The armless man but told the truth his heart alone had dreamed,
With neither flaw nor footnote’s change,
in golden notes writ down,
Impermanent but wraithlike tomes,
Not written on a score,
A composition deep was plumbed,
He sung the metanoia’s breath,
But these strange words of his were made to pierce the human heart:
“The darkling mirror dangled high above the cloudless sky
and stepping in the baths of Love
On Cupid’s fountain place,
She drenched herself
In sullen face before the stars could sleep,
And then with gait but slightly rocked in oh so gentle ways,
along the edge of bank-side docks,
she slowly walked away.
Then older bells began to toll,
as angels look tongue-tied,
And singing in their simplest songs with words before unspoke,
They closed the lips of orators whilst captives lightly walked.
“ ‘Twas just a simple walk was all.”
That’s what she had proclaimed,
And so we thought,
‘Twas time at last to find a resting place.
And when he woke ‘twas as a dream,
of music once they played,
and with a scrap of it he slept
as Sunrise met the haze.
And when he woke he spoke these things and all were sore amazed:
“At night the deemsters came to me and whispered backward songs and left behind next in my mind the songs of bolder days.”
“What do you want, leave me alone,” his weary heart then cried!
“Why did you come to me today,
in messages of doom?
or tell me of sad prodigals that sing of latter days?”
‘‘Twas it to make me sense the change the world has since betrayed?”
[No answer came to him until the words of doom replayed,
and in that truth and morning’s eyes he saw his words displayed.]

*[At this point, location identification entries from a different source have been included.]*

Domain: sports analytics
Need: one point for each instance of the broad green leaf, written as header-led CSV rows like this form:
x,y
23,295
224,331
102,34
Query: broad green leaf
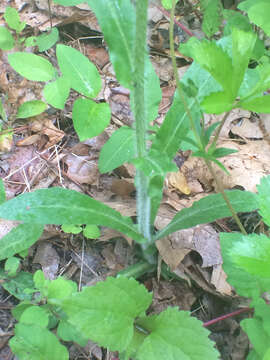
x,y
81,73
6,39
36,343
167,4
46,41
172,332
2,192
252,254
31,108
61,288
31,66
257,336
60,206
16,286
35,315
264,199
19,238
13,19
259,104
212,16
258,13
91,232
208,209
120,148
68,2
56,92
68,332
245,283
12,265
117,21
90,118
105,312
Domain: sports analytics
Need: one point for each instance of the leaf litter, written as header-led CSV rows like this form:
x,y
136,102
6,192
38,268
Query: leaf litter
x,y
45,152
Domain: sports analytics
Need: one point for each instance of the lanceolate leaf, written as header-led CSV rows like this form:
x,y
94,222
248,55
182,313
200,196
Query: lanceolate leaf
x,y
81,73
105,312
19,239
31,66
60,206
208,209
120,148
172,332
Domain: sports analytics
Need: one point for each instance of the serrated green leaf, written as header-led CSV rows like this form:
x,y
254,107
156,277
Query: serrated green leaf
x,y
16,285
19,238
212,16
105,312
31,108
56,92
120,148
36,343
2,192
264,199
252,254
46,41
259,104
91,232
59,206
90,118
35,315
245,283
208,209
81,73
258,13
13,19
31,66
6,39
172,332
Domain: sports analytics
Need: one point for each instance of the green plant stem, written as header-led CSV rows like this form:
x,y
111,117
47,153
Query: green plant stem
x,y
143,200
192,125
221,190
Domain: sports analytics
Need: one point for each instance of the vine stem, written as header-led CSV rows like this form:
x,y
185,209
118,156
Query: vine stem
x,y
142,183
207,162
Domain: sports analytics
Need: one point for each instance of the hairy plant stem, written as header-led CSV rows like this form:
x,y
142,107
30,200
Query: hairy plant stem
x,y
142,182
192,125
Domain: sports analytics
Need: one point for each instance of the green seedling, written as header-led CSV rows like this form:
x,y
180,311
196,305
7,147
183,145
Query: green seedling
x,y
113,313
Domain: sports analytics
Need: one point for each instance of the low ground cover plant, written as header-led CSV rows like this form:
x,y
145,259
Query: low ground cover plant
x,y
218,81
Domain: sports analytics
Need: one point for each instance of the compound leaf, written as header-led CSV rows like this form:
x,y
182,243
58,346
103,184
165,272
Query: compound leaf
x,y
208,209
60,206
81,73
105,312
172,332
31,66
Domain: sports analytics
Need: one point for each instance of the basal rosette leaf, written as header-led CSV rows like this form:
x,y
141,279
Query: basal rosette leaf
x,y
264,199
245,282
105,312
60,206
82,75
36,343
172,335
208,209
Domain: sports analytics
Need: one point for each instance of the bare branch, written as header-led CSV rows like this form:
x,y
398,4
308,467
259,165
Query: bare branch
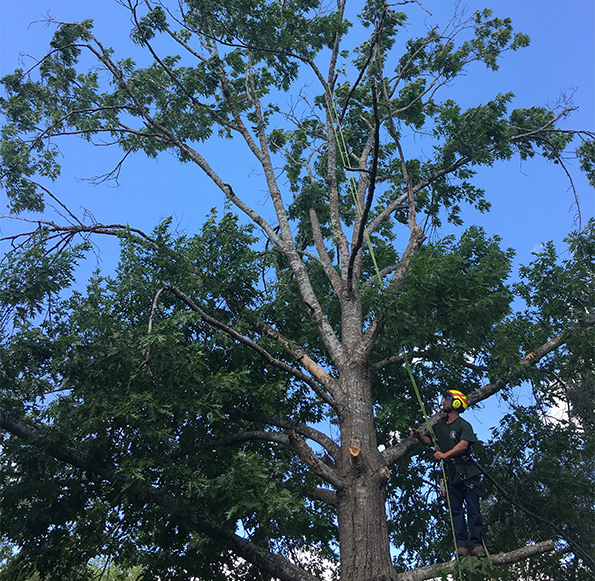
x,y
317,466
307,431
248,342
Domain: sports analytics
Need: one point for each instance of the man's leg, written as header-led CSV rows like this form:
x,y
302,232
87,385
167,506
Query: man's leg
x,y
472,494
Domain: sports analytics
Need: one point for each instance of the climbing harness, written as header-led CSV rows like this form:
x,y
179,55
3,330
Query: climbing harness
x,y
444,476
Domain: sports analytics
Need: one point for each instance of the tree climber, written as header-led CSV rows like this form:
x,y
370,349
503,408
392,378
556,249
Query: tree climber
x,y
454,437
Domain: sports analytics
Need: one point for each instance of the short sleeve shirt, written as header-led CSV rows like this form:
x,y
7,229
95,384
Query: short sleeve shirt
x,y
449,435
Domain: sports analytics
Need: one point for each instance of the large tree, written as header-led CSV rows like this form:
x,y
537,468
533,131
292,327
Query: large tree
x,y
237,403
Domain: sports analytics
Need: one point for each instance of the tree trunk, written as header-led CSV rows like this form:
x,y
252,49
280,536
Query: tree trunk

And at these words the armless soul recited verse he knows,
His audience sat rapt and warmed,
by time and Night alone.
Behold! He Said, Behold:
My history repeats itself in Mirrors of our days:
“I came to tell you only things you judged yourselves were true,
but never let the judgment end,
though proof seems Falsehood, too.”
And in these words the armless soul recited verse he knows,
His audience sat rapt and warmed,
by time and Night alone.
Behold! He Said, Behold.
Now in a silent sonorous tone
the voiceless man calls out:
“Sit down upon a wagon wheel that never man did see!”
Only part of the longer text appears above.